Здесь измерительные инструменты и прочее оборудование погрузили на мулов, закупили продовольствие, которое также навьючили на мулов. И вот однажды утром члены экспедиции верхом на мулах в сопровождении индейцев-погонщиков двинулись к горам Новой Гренады. Прошли месяцы, прежде чем они добрались до Перу; здесь - точно на линии экватора - расположились лагерем и с помощью секстанта определили пункт, где была вбита в каменистую почву первая веха.
Началась работа с компасом, астролябией, мерными лентами, измерительными рейками и вехами. Каждый день лагерь передвигался по восьмидесятому меридиану все дальше на юг. В полдень солнце так палило, что казалось, расплавятся камни. По ночам температура часто резко падала, с горных вершин дул холодный ветер, и люди мерзли в своих палатках.
Вечером, перед тем как начинало смеркаться, Кондамин заходил в палатку и составлял краткий отчет о проделанной за день работе.

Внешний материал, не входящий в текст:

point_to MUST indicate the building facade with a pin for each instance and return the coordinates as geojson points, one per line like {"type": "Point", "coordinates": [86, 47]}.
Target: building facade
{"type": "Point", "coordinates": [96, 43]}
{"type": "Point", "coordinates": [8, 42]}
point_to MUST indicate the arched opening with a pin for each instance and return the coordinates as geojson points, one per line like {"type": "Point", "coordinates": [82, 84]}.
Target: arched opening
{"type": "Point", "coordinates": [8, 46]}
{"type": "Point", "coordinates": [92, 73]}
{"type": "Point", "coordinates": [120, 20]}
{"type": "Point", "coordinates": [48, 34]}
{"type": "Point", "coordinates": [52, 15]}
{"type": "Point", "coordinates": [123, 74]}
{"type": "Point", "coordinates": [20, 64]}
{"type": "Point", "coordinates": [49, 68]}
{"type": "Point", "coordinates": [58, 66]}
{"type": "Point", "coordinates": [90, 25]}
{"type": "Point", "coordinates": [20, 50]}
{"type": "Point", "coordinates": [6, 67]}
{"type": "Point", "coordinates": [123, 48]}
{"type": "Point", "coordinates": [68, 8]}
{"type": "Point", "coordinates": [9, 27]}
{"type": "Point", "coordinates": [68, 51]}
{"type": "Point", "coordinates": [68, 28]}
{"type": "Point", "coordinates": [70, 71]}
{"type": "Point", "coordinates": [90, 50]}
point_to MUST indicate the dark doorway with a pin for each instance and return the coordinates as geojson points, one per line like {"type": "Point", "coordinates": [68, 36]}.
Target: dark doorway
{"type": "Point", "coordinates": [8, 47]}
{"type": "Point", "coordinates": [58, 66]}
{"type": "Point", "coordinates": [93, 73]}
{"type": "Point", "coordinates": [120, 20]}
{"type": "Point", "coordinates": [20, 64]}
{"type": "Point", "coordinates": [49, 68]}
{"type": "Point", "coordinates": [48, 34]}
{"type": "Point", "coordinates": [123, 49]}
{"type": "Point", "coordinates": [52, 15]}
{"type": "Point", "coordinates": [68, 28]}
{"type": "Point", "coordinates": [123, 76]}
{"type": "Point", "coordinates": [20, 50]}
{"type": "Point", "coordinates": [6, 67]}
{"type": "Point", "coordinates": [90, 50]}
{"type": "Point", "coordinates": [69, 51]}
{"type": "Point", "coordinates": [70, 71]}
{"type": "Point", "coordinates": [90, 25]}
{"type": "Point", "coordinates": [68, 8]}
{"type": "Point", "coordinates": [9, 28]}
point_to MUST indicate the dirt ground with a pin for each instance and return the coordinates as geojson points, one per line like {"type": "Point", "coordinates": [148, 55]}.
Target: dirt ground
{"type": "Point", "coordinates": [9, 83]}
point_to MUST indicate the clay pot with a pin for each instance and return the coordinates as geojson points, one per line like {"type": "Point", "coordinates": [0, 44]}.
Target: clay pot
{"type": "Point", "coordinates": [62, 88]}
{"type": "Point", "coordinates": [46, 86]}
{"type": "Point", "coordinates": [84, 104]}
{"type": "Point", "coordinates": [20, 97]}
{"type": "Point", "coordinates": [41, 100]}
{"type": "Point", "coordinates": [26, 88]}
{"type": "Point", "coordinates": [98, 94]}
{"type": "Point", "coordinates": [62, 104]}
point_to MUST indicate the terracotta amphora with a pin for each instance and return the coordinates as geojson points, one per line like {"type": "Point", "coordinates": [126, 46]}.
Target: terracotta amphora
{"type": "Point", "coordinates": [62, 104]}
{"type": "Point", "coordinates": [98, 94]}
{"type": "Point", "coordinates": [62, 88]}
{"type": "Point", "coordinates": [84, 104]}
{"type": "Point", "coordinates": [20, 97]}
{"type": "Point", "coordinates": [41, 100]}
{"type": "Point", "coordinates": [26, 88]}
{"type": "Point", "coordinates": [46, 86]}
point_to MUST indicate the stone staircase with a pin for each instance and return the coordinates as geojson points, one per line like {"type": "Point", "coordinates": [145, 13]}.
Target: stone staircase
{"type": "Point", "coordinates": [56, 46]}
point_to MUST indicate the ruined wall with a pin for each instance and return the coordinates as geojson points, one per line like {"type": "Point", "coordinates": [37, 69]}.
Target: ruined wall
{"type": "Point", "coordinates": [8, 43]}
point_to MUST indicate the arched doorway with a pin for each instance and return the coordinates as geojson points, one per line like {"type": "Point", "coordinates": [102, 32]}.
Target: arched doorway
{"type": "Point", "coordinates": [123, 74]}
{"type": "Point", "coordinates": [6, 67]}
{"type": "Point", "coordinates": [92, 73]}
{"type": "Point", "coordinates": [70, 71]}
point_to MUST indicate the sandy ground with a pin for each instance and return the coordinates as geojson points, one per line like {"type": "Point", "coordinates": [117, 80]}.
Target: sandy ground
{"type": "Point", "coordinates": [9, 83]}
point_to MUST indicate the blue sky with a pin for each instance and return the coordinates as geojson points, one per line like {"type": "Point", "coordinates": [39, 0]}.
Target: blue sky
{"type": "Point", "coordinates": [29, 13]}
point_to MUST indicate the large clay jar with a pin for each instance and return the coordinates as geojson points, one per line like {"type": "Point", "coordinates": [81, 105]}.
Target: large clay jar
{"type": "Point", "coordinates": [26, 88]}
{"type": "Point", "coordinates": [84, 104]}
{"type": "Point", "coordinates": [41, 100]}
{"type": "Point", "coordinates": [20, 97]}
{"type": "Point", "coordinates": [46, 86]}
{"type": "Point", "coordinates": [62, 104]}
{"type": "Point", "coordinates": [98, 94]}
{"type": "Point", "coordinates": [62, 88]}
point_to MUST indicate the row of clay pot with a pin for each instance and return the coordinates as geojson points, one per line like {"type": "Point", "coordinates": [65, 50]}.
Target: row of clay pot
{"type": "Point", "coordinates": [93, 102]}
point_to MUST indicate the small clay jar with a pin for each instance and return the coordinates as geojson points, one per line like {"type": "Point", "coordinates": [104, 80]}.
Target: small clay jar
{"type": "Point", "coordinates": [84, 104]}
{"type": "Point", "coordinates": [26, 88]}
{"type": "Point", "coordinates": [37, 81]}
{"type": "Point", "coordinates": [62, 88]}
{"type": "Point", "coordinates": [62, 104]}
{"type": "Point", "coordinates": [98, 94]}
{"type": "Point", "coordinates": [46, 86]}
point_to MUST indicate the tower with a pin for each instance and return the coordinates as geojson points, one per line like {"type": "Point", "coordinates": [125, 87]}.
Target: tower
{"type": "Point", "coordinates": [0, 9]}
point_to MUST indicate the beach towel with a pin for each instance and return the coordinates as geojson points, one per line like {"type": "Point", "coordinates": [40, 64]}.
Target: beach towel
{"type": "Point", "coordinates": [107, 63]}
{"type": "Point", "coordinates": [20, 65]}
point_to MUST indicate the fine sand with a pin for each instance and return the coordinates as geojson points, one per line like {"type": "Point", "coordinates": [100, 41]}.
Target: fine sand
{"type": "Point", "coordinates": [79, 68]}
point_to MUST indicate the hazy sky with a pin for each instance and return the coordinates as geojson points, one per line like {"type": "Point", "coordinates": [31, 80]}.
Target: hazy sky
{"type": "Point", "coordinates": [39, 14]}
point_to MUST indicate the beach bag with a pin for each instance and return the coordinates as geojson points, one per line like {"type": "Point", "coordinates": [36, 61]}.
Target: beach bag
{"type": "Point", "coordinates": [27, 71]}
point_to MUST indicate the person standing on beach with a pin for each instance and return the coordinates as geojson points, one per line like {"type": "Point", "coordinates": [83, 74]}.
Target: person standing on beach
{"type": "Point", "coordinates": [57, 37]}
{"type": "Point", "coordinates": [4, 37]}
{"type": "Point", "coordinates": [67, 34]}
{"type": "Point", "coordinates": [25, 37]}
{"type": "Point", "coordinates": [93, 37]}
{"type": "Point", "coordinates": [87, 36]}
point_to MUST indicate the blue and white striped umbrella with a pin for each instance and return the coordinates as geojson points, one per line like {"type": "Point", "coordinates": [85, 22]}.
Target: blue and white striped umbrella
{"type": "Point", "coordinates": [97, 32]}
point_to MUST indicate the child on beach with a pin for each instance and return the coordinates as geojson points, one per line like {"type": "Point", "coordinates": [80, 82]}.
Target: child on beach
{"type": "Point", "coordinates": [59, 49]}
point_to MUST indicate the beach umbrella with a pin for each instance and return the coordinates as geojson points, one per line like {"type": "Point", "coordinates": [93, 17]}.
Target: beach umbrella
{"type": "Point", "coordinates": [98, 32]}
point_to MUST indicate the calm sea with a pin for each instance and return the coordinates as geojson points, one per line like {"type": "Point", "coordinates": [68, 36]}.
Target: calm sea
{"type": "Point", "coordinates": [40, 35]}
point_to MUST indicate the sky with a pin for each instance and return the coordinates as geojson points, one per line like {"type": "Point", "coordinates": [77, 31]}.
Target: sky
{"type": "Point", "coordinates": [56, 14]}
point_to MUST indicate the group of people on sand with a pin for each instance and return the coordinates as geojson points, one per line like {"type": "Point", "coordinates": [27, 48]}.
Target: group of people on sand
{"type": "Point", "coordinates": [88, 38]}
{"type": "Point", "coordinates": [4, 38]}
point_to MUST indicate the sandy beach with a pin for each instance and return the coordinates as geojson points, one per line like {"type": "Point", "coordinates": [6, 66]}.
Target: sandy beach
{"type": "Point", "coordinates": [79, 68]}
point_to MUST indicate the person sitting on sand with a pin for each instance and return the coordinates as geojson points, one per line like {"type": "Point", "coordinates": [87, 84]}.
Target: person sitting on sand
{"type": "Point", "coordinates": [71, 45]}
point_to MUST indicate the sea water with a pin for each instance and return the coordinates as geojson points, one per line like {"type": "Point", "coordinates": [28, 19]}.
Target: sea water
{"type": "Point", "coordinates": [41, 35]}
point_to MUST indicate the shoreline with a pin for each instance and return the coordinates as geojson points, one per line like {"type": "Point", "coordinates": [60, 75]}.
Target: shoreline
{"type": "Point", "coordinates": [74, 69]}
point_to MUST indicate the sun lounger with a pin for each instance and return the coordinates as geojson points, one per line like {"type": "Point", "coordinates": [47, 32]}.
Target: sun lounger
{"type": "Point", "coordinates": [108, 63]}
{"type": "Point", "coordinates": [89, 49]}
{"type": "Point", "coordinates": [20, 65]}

В течение всего дня он с бумагой и карандашом в руках сопровождал измерителей, записывал полученные данные, а вечером включал их в свой отчет. Кроме того, он переносил все вычисления в особую таблицу и составлял к ней схемы.
Лагерь разбивали все ближе к лесистому склону крутой горы, у подножия которой раскинулась деревня. Жители ее, малорослые темнокожие туземцы, почти все крещеные, однажды пришли в лагерь и стали выпрашивать табак, предлагая в обмен длинные факелы, но при горении они так сильно дымили и распространяли такую отвратительную вонь, что Кондамин отказался от них. Он подарил индейцам немного табаку и отпустил домой.
Два раза в год Бугер отправлял гонца в Париж, который доставлял в Академию наук копии отчетов, чертежей и вычислений, сделанных Кондамином. Академия в свою очередь дважды в год посылала нарочного с ответом.
Лица людей уже давно покрылись темным слоем загара, их одежда мокла под дождями, снова высыхала в жарком, сухом воздухе, износилась и была заменена новой. Семеро белых и три индейца умерли от лихорадки, еще четыре индейца - от тяжелой простуды, вызванной постоянным чередованием дневной жары и ночного холода.
Покончив с измерительными работами на плоскогорье в районе Кито - была измерена дуга меридиана длиной более трех градусов, - группа разделилась. Годен и Бугер вместе с остальными участниками экспедиции решили двинуться вниз по реке Магдалена к городу Картахена, а Кондамин направился на юго-восток, чтобы достичь истоков Амазонки. Великая река все время манила его!